From some of our Benefits Cloud clients, we hear that they’ve either experienced, or are experiencing, problems with a staff member who is generally disruptive. Looking at this with our HR head on, we know that even with the best hiring process in the world, you could still end up with someone in your team that is causing issues. But from an owner/director of a small-to-medium business what does this look like?

Being disruptive can come in many shapes and sizes, for example:

  • Being disrespectful or inappropriate at work
  • Gossiping
  • Arguments or disagreements with their colleagues
  • Complaining about everything

These are just some of the ways someone on your workforce can be difficult to work with and manage. As a result of this type of behaviour, it could also affect their productivity and get in the way of them doing their job properly.

Other employees might not want to come forward to speak up about it for worrying about the consequences, and managers might not know how to deal with the issue. So, you can see how a disruptive worker can affect all aspects of your business. But whichever way it presents itself, disruptiveness is time and effort-consuming for all those involved. It’s a very easy situation to find yourself in, and to avoid.

This leads us to ask the question of ‘how do you deal with a disruptive employee?

  • Speak

Letting this employee know their behaviour is unacceptable is the first step to solving the issue. Let this conversation happen in a professional and neutral place and clearly tell them that their disruptive behaviour is becoming a problem. Provide specific examples of what they did and when, so your discussion is based on fact and remains objective – if you don’t, you risk an emotional response from the employee. Ideally, you’ll have defined a set of values for your business, which you can link behaviours back to. Using these to demonstrate what you expect and where their behavious deviats from the standards you’ve outlined, will help them to understand the issue more clearly. They will see what they can do to rectify the problem; this can often be brought to life with “do more of this” or “do less of that” examples. If they’re unable to positively contribute and not performing their job properly, then your next step will be disciplinary procedures.

  • Listen

It’s easy to stop listening to a disruptive employee to make your life easier in the short term, after all it’s just ‘white noise’ and if you ignore it, it might all go away! The reality is that further down the line when the problem has escalated, it will be even more difficult to deal with. There is often a reason behind how people act; call them in for a meeting and listen. Focus on them and what they’re saying and don’t forget body language!

A man and woman having a conversation in the office
  • Be kind!

Try to avoid negativity, instead showing care. There’s a well-used phrase that “sometimes you have to be cruel to be kind.” We wouldn’t encourage you to be cruel, but do be honest. After listening, it’s time to work on a plan to resolve this issue. You can put steps in place for the employee to take to overcome the issue that has been making them disruptive.
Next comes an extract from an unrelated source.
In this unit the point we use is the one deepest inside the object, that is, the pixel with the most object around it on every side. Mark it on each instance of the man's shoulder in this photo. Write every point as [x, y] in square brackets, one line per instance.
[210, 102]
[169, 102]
For example, if the disruptive employee isn’t getting along with other team members, you could encourage them to find common ground so that they have something constructive to talk about. Use positive language and try to get them to think about their impact on others, too.  

  • Keep a record

Although we recommend facing this situation in a personable way, also think about keeping a record of the progress. This isn’t you being negative, it’s purely practical for a number of reasons. It will really help to keep the employee focused and give them a clear direction but will also help to protect you and your company if the problem worsens.

  • Set consequences

You can be specific here and set consequences, or outcomes, so everyone involved is clear what’s going to happen. If disruptive employees don’t believe their behaviour will have any negative impact on them then why would they change? Say something like “I believe you can turn this around and as we’ve agreed, it’ll take X. Y and Z to achieve that. If I don’t see that by X date, then we may have to consider utilising the disciplinary process.

  • Be human

Always remember that you’re dealing with people, who may or may not have felt able to share everything else that’s going on in their life. Listen, be honest, help them to understand and give them the opportunity to turn things around. In certain situations, you might also want to think about a ‘cooling off period.’ If the disruptive behaviour has caused feelings to run high, can you do anything to separate the protagonists whilst the emotions settle, allowing everyone a bit of time to reflect? Reshuffling or moving people to another part of your business isn’t really the answer as you’re probably moving a problem, without really addressing the root cause.

As an owner/director of a small to medium business, you probably have a strong mind-set and the ability to make decisions and be confident in them. Dealing with disruptive employees can be a very difficult situation to deal with but the two most important things to remember are to always lead by example with a positive attitude and ensure you communicate clearly and honestly.

Your employees are only human so scratch the surface and you’ll probably find that there is a reason behind their disruptive behaviour.

Take these tips on board if you ever find yourself in a situation where you’re faced with a disruptive employee, and you’ll be able to take control of the issue and deal with it in a professional and positive way.